La macchina della propaganda del Cremlino. Così gli "influencer" screditano gli oppositori

Usano sui social network le tattiche di "pesca" del social media marketing

La macchina della propaganda del Cremlino. Così gli "influencer" screditano gli oppositori

Tattiche sofisticate per bypassare i controlli, unite a strategie d'attacco degne delle più efficienti operazioni di social media marketing. La macchina della propaganda del Cremlino, dopo l'invasione russa dell'Ucraina, ha alzato il tiro, ramificandosi mezzo social per manipolare l'opinione pubblica mondiale. Dal cuore della Russia.

Il quartier generale, come ricostruito da una recente inchiesta finanziata dal Counter Disinformation and Media Development del governo britannico, risiederebbe in alcuni locali affittati dall'Arsenal Machine-building di San Pietroburgo, un'azienda che produce equipaggiamento e tecnologie militari convertita nella versione 2.0 della famigerata «Internet Research Agency». Dietro la fabbrica di troll pro Putin, sempre lui: Yevgeniy Prigozhin, uno dei fedelissimi dello zar. Lo «chef di Putin» sarebbe a capo di un impero tentacolare, che spazia dalla propaganda ai servizi di ristorazione, alla società di mercenari Wagner Group, la stessa incaricata di assassinare il presidente Volodymyr Zelensky.

«Gli autori dell'inchiesta, di cui per motivi di sicurezza non riveliamo l'identità, hanno ricostruito - ci spiegano dal ministero degli Esteri di Londra - le strategie della nuova fabbrica di troll finalizzate a ingaggiare una rete sempre più ampia e professionale di sostenitori da coinvolgere in operazioni di disinformazione mirate». I principali canali di ingaggio dei propagandisti sono «otto piattaforme di social media tra cui Telegram, Twitter, Facebook e TikTok». Compito comune degli «influencer» foraggiati da Mosca: screditare i profili social degli oppositori e dei critici del Cremlino, tra cui politici europei, leader mondiali, siti d'informazione occidentali e star della musica.

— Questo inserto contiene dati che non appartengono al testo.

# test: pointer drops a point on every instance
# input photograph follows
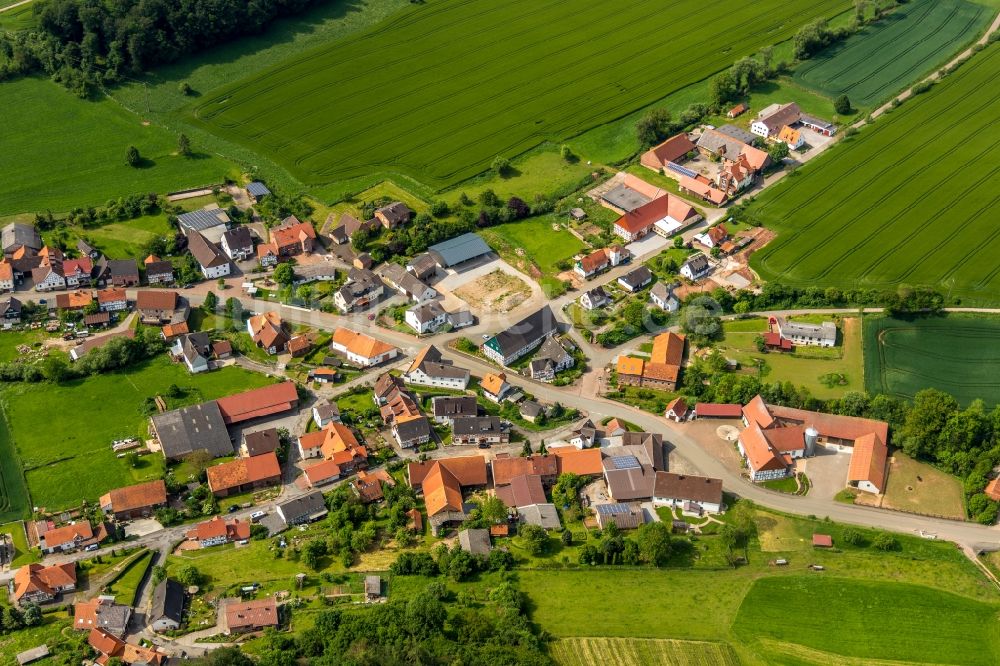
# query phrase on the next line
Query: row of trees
(87, 43)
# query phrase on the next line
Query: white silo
(812, 437)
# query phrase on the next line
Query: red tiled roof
(255, 403)
(646, 215)
(718, 410)
(139, 496)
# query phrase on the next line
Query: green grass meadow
(480, 79)
(871, 620)
(908, 201)
(62, 433)
(79, 158)
(957, 354)
(885, 57)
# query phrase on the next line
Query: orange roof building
(268, 332)
(260, 402)
(135, 501)
(361, 349)
(37, 583)
(244, 474)
(867, 470)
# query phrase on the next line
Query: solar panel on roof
(681, 170)
(625, 462)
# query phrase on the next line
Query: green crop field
(640, 652)
(63, 432)
(441, 88)
(871, 619)
(911, 200)
(58, 152)
(886, 57)
(956, 354)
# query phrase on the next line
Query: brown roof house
(135, 501)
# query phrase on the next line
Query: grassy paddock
(835, 615)
(886, 57)
(640, 652)
(908, 188)
(958, 354)
(40, 174)
(506, 83)
(70, 459)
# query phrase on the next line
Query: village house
(123, 273)
(112, 300)
(446, 408)
(268, 332)
(406, 283)
(246, 616)
(526, 494)
(663, 297)
(74, 300)
(347, 226)
(321, 473)
(667, 215)
(258, 403)
(210, 222)
(158, 307)
(102, 613)
(393, 215)
(693, 495)
(601, 260)
(199, 427)
(335, 442)
(218, 531)
(772, 118)
(482, 431)
(426, 317)
(257, 191)
(212, 261)
(662, 369)
(34, 583)
(459, 250)
(636, 279)
(237, 243)
(260, 442)
(109, 647)
(16, 236)
(442, 483)
(509, 345)
(429, 368)
(136, 501)
(158, 271)
(361, 350)
(167, 607)
(194, 349)
(494, 386)
(244, 474)
(696, 267)
(302, 509)
(550, 359)
(673, 150)
(361, 289)
(595, 298)
(73, 536)
(293, 237)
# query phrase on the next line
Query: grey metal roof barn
(195, 428)
(461, 248)
(199, 220)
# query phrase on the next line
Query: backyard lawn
(920, 488)
(70, 459)
(827, 373)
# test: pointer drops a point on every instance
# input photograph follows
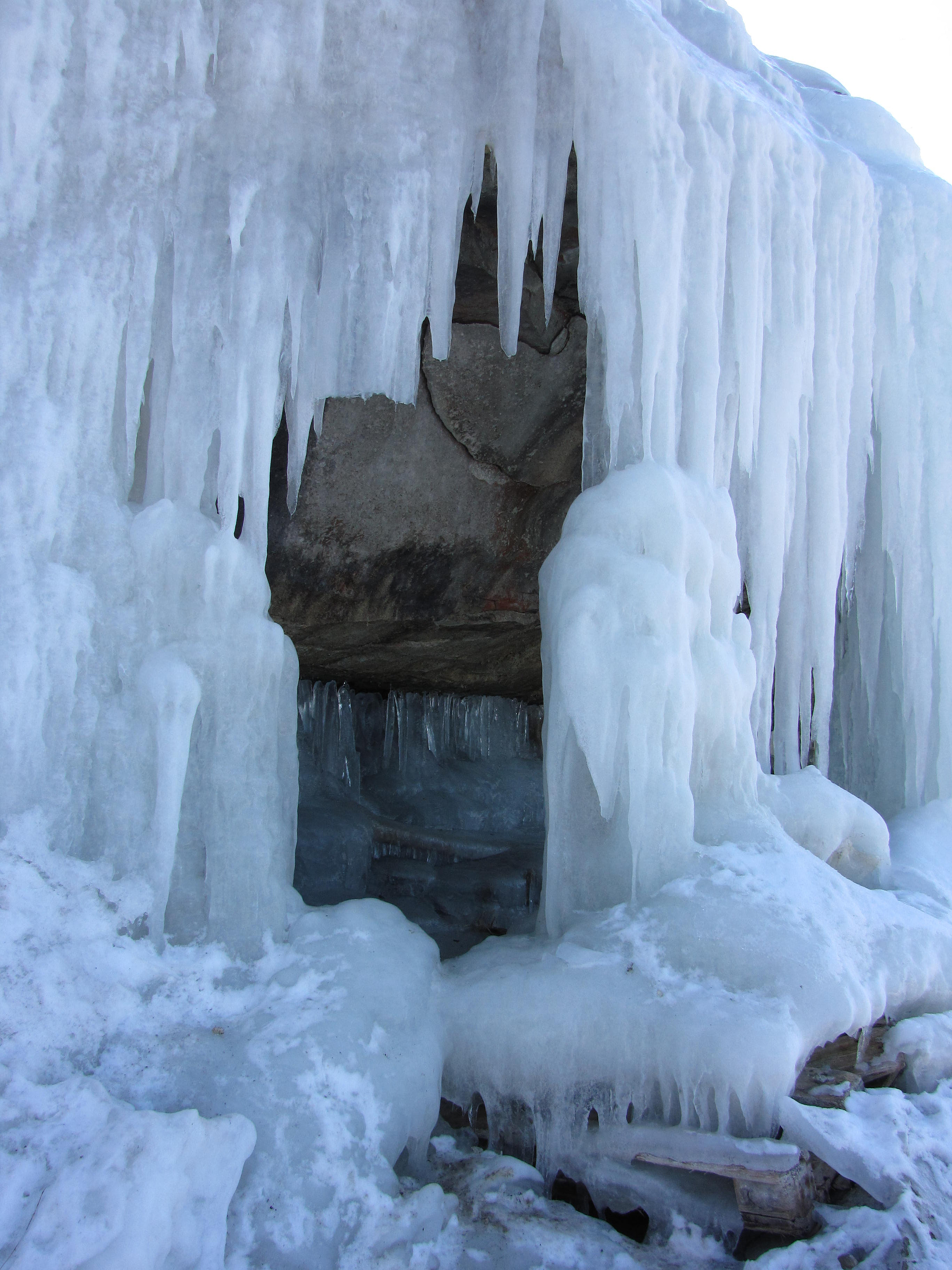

Ripercorrendo tutta la filiera, dopo il reclutamento su Telegram o TikTok, al nuovo troll viene chiesto di attivare un Vpn, la rete di connessione privata, per poi sfoderare la micidiale «tattica del commento». Prima, ricerca contenuti pubblicati da utenti reali, coerenti con la linea che si vuole spingere. Poi, lavora per amplificare il messaggio, lo spamma nelle sezioni commenti in modo da moltiplicare le visualizzazioni senza violare la policy delle piattaforme.

A impressionare, del trolling russo, sono le tattiche di pesca assimilate dal social media marketing. «La propaganda di Putin - ci fa notare Darren Linvill, docente di Comunicazione alla Clemson University tra i massimi esperti di trolling - ha a disposizione un gran numero di troll pagati, spesso esperti informatici, con incarichi e quote da soddisfare, suddivisi in team per specializzazione linguistica. È tutto molto professionale».

I propagandisti cooptati da Mosca sono addestrati per adattarsi ai vari canali di diffusione e ampliare ogni volta il bacino di simpatizzanti, parlando direttamente alla pancia del proprio target. «Ci riescono - dice Paul Stronski, senior fellow per Russia e Eurasia presso il Carnegie Endowment for Peace - facendo proprio quello che ci si aspetterebbe da un troll russo. Uniscono toni duri nei confronti di chi critica la guerra a un linguaggio accessibile, a tratti umoristico, appetibile per il pubblico più giovane che usa i social».

La disinformazione affidata a un esercito di troll sempre più specializzato resta, però, pensata per manipolare l'opinione pubblica mondiale senza uscire dalla Russia. Raramente la filiera della propaganda si esternalizza o recluta agenti stranieri pagati per fare da megafono al Cremlino, come si è ipotizzato in relazione alla cosiddetta lista dei «putiniani d'Italia».

"Il trolling - sottolinea Linvill - è uno strumento usato da Putin soprattutto per controllare la narrazione interna. Lo zar, più che vincere la guerra di informazione in Occidente, mira a mantenere il potere in Russia». E la fabbrica di troll lo sta aiutando.